The whole corpus of tales involving the Fairy-marriage motif is classified as Thompson F302, and there is no doubt that Tolkien knew the tale in some or another version, be it an original Celtic story (Tolkien owned a private Celtic library) or some later retelling, such as the Middle English
Sir Launfal, itself inspired by the Old French
Lanval, one of the
Lais of Marie de France, in which Sir Launfal meets the daughter of the King of Faerie, who bestows on him a magical source of wealth, and will visit him whenever he wants, so long as he never tells anybody about her. Going further back, the nymph Calypso, who keeps Odysseus on her island Ogygia on an attempt to make him her immortal husband, can be taken as a further (and older) version of the same motif.
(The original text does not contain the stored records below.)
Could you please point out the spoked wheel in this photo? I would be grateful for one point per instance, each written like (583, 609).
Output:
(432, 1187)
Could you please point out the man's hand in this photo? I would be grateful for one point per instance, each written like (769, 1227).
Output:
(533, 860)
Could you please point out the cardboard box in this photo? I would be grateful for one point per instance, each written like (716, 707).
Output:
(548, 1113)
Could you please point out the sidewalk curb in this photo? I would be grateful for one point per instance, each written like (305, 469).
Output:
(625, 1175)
Associated with the Fairy or fée is the notion of Féerie or Faërie. The realm of Faërie is consistently portrayed in English folktales as a place endowed with a different timeline from our own, one such that travelers returning home from Faërie often find that centuries have passed while they were "away with the fairies" and everyone they knew and loved is gone. Conceived in the Irish
Echtra Condla as the place where there is no death, no strife, no sin, and no table-service, Faërie erases the whole of what time negatively entails, including the possibility of disagreement as well as social inequality. Thus it follows that the tales wherein the human lover joins the Fairy in the Otherworld are tales of time joining timelessness for a while or, in other words, tales of time being paused, or even, as in the Echtra Condla stopped once and for all. On the other hand, in the Fairy-marriage tales, wherein the Fairy joins her husband in this world, it is possible to think of the Fairy-marriage as vinculated to conditions, which may even be a clear prohibition of some sort, whose setting constitutes the beginning of the time-window wherein the marriage itself may last, before the count-down reaches zero when inevitably the prohibition is ignored and the conditions are therefore violated. These are then tales of timelessness joining time for a while or, in other words, tales of timelessness set in motion, usually only for a while.